Mystery Jets performs at the Manchester Cathedral in Manchester, England on Oct. 22, 2010. (blikeng/Creative Commons)

Today’s artist spotlight is on the English indie rock band, Mystery Jets.

Mystery Jets was formed by Henry Harrison (lyrics, piano), Blaine Harrison (vocals, guitar and keyboards) and William Rees (guitar, vocals) when they were at school, originally as a group of friends who bonded over exchanging cassette tapes, according to the BBC. They then added their other band member Kapil Trivedi on the drums. 

Their new album “Curve of the Earth” was released via iTunes and Spotify on January 15, 2016. The 9-song record puts the listener on a journey filled with textures, swaying vocals and tension-pulling synths. 
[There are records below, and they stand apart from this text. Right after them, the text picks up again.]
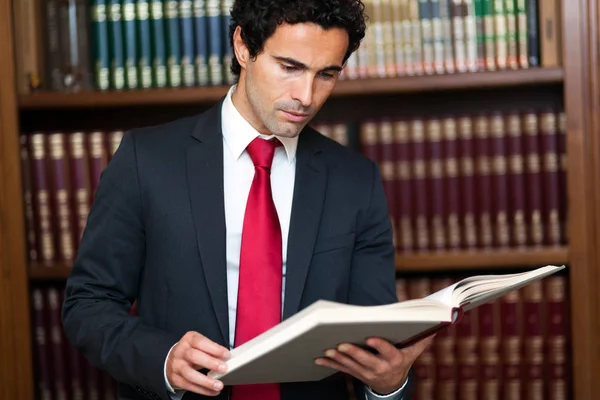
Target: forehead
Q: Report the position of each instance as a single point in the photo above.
(308, 43)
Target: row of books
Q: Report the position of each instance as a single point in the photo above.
(138, 44)
(416, 37)
(516, 348)
(469, 181)
(60, 371)
(60, 174)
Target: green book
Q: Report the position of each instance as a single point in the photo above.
(159, 59)
(116, 54)
(130, 43)
(100, 45)
(144, 43)
(173, 42)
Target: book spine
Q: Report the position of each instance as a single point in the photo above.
(481, 39)
(511, 345)
(435, 159)
(470, 35)
(425, 16)
(532, 33)
(130, 44)
(522, 33)
(458, 13)
(500, 28)
(557, 323)
(483, 181)
(226, 6)
(26, 181)
(388, 38)
(516, 166)
(403, 153)
(397, 10)
(490, 35)
(186, 22)
(446, 20)
(533, 178)
(452, 183)
(62, 196)
(201, 42)
(80, 176)
(489, 354)
(512, 38)
(533, 317)
(467, 356)
(550, 167)
(419, 173)
(417, 37)
(215, 51)
(43, 374)
(467, 178)
(115, 40)
(159, 52)
(144, 40)
(499, 180)
(42, 199)
(437, 36)
(173, 42)
(386, 150)
(100, 45)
The album is noticeably reminiscent of “Dark Side of the Moon,” Pink Floyd’s critically acclaimed concept album released in 1973. It’s got a modern twist to the British psychedelic rock, which the band has set out to master. The album is experimental, but grounded with a modern form. The choruses hit hard and many of the verses are layered with dubbed-over reverbed background vocals, cascading synths and guitar solos.  

When going into the process of recording their fifth album “Curve of the Earth,” the band had lost management, publishing and one band member, according to DIY Mag. Gaining this newfound independence was reliving for the band, for in an interview with DIY Mag, the singer Harrison said, “I think there was less pressure…We didn’t have to adhere to anything.”

The band set up their own studio in a button factory and made the creative process fresh again for the new album.

In the same interview, Rees said, “We wanted to do something that was great…well, initially we wanted to make a space rock concept record. And we did that actually…We kind of made two albums in the first two and a half year period. There was ‘Curve Of The Earth: The Beta Version’ before what we have now.”

The process of ultimately creating a record that encompassed the band’s ambitions and resonated with the average listener was one that took over two years. 

The cover art for “Cure of the Earth” has no words displayed on it, simply showing the Earth’s horizon surrounded by the darkness of space. From the very beginning, merely looking at the art sends the listener on a psychedelic trance. The opening track “Telomere,” serves as the perfect example of what to expect form the album, ambience, unpredictable chord progressions and soaring bridge sections. 

Notable tracks by Mystery Jets on their new album “Curve of the Earth” are “Telomere,” “Bombay Blue,” Bubblegum,” and “1985.”

As much as the album tips its hat to past inspirations, the synth work and overall production is modern and its concepts are more relevant than ever. In their second to last track “Saturnine,” Harrison sings, “You may be hypnotized or perhaps you’ve realized / That to be famous and thin is the greatest goal of the age we’re living in.” Their lyrical work balances atmospheric imagery with sentiments rooted in observation of the modern age. 

Mystery Jet’s determination to create a space rock concept album was relentless, but they ultimately broke through with a new, fresh sound that takes you through a journey reaching the depths of your deepest thoughts and the height of your universal imagination.